The Income Tax Appellate Tribunal (ITAT), while dismissing the appeal by the revenue held that Burden of proving foreign assessee has a Permanent Establishment (PE) in India, so to be taxed on the business generated by such PE is on the Revenue Department.
The assessee, M/s. Yum! Restaurants (Asia) Pte. Ltd. is a company incorporated in Singapore, which is engaged in the business of franchising KFC, Pizza Hut, and Taco Bell brands for a number of territories in the Asia Pacific region (including India).
For the operation of restaurant outlets, the assessee entered into Technology License Agreement (TLA) for the license of “Technology” and “System” with Yum! Restaurants (India) Private Limited (YRIPL).
YRIPL in turn had appointed various franchisees for operating restaurants in India under the brand name KFC and Pizza Hut. YRIPL also operated the company-owned KFC restaurants in India.
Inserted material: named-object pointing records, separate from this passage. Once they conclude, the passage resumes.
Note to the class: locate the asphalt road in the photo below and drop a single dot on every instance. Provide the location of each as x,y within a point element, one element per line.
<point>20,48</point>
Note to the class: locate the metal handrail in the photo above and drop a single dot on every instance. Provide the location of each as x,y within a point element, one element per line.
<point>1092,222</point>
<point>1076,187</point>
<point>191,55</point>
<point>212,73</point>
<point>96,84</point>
The Assessing Officer was of the view that the person employed by the assessee, working under the Indian entity, was seconded to India; the salary of the said person was reimbursed by the Indian entity and hence taxable in the hands of the assessee.
The CIT(A) after going through the clauses of the Deputation Agreement concluded that he was not the employee of the assessee and hence there was no right/lien over his employment and hence, there was no service PE.
The revenue department contended that there is a Technical License Agreement between the assessee and the YRIPL and also there is deputation of an employee of the assessee company. He further stated that the person was in India, was seconded to India and the question was whether there was a PE or not.
The tribunal headed by the Vice-President, Shushma Chowla held that the evidence needed to be seen in their entirety as the burden of proving that the foreign assessee has a PE in India and consequently it has to be taxed on the business generated by such PE is initially on the Revenue. In the absence of the same, it cannot be said that the assessee had service PE in India.